Tanpa bisa berkata apapun Shina langsung memelukku erat, kubalas pelukannya dengan melingkarkan tanganku ketubuhnya. Erat sangat erat kami berpelukan, gak terasa air mataku juga ikut menetes. " Aku gak peduli kamu memiliki tunangan yang sedang menunggu kesadaranmu, aku gak peduli dengan sosokmu yang Cuma aku yang bisa melihat, yang aku pedulikan saat ini adalah penderitaanmu bila kembali ke neraka yang bernama kesepian. Aku gak mau kamu kembali ke hari-hari sulit yang kamu jalani selama dua tahun " ucapku ditengah isak tangis.
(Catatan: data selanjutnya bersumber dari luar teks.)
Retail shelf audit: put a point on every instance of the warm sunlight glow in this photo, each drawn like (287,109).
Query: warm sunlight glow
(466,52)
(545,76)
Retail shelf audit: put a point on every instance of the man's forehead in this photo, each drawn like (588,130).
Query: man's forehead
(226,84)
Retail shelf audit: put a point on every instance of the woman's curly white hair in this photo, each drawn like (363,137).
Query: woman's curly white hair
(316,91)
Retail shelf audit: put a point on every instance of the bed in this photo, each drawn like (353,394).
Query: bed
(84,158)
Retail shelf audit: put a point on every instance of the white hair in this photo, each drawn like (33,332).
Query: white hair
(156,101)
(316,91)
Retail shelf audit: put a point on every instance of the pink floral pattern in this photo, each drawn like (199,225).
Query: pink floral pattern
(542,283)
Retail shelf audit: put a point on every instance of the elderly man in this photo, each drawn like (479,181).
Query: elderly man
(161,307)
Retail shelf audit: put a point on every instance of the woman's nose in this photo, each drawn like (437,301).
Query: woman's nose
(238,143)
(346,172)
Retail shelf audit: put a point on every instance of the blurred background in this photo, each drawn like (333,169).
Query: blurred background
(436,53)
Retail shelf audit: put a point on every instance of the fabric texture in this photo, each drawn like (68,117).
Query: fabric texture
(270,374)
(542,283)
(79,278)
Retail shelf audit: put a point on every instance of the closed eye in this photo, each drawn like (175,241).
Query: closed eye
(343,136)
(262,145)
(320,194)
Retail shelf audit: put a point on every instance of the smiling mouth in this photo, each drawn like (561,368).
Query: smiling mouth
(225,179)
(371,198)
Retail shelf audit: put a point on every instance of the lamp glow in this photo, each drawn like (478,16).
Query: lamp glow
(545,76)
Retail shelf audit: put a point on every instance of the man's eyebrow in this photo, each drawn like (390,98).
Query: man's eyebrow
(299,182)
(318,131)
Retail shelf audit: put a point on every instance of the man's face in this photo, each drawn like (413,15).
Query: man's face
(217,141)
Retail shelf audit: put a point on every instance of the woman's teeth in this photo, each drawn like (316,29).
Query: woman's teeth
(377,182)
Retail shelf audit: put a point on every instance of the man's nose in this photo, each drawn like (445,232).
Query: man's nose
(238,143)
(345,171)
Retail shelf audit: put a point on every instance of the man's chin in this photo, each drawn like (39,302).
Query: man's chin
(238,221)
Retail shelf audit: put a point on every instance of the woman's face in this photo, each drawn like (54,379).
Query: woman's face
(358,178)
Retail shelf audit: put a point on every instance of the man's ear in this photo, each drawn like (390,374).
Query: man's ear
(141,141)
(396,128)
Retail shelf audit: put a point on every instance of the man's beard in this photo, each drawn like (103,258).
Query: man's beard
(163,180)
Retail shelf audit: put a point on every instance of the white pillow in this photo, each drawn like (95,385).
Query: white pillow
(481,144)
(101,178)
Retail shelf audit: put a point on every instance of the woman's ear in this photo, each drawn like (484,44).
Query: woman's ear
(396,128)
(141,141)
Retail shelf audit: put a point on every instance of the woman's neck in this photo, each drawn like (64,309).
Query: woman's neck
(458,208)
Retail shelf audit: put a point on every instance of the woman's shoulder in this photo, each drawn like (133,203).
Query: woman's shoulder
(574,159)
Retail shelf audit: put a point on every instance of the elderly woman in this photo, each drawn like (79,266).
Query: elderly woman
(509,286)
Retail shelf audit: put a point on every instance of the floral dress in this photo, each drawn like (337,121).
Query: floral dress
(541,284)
" Aku....aku juga mencintaimu Sam " ucap Shina juga diselingi isak tangis. Aku pererat pelukanku begitu pula dia " Sam, kamu masih inget kan tentang soal kehidupan. Mungkin ini adalah jawaban dari soal pertama, ya Tuhan menjawab doaku dengan mengirimmu, orang yang mengerti banget diriku, kamu satu-satunya orang yang dapat merasakan keberadaanku, menyentuhku dan dapat paham betul perasaanku " sambungnya.
" Bersama bisa kita ketahui jawabannya, makanya aku ingin bersamamu selama mungkin. Paling gak, aku bisa melihat bagaimana takdirmu nanti " ucapku. Aku benar-benar gak nyangka ternyata dia juga mencintaiku, aku benar-benar bahagia bagaimanapun keadaan dan kondisinya saat ini.
" Sam, tubuhku " ucap Shina dengan nada terkejut, aku perhatikan tubuhnya seperti sinar lampu yang meredup. Tubuhnya tiba-tiba menjadi transparan, tipis semakin tipis dan hilang dari dekapanku. Aku seperti merangkul diriku sendiri, sosoknya menghilang.
" seishin....seishin kemana kamu " teriakku, aku lari mengitari setiap sudut rumah tapi tak dapat kutemui sosoknya, aku lari keluar melihat keatap rumah, kesetiap sudut area rumahku tetap tak dapat kutemui. Aku berlari keluar, keliling area sekitar rumahku, tapi sama sekali aku tak mendapatkannya. Apa Shina telah sadar atau mati, aku langsung berlari kerumahku, kemudian masuk ke mobil, starter mobil lalu aku arahkan kemudi menuju rumah sakit, disana aku bisa tau jawaban kenapa Shina tiba-tiba menghilang.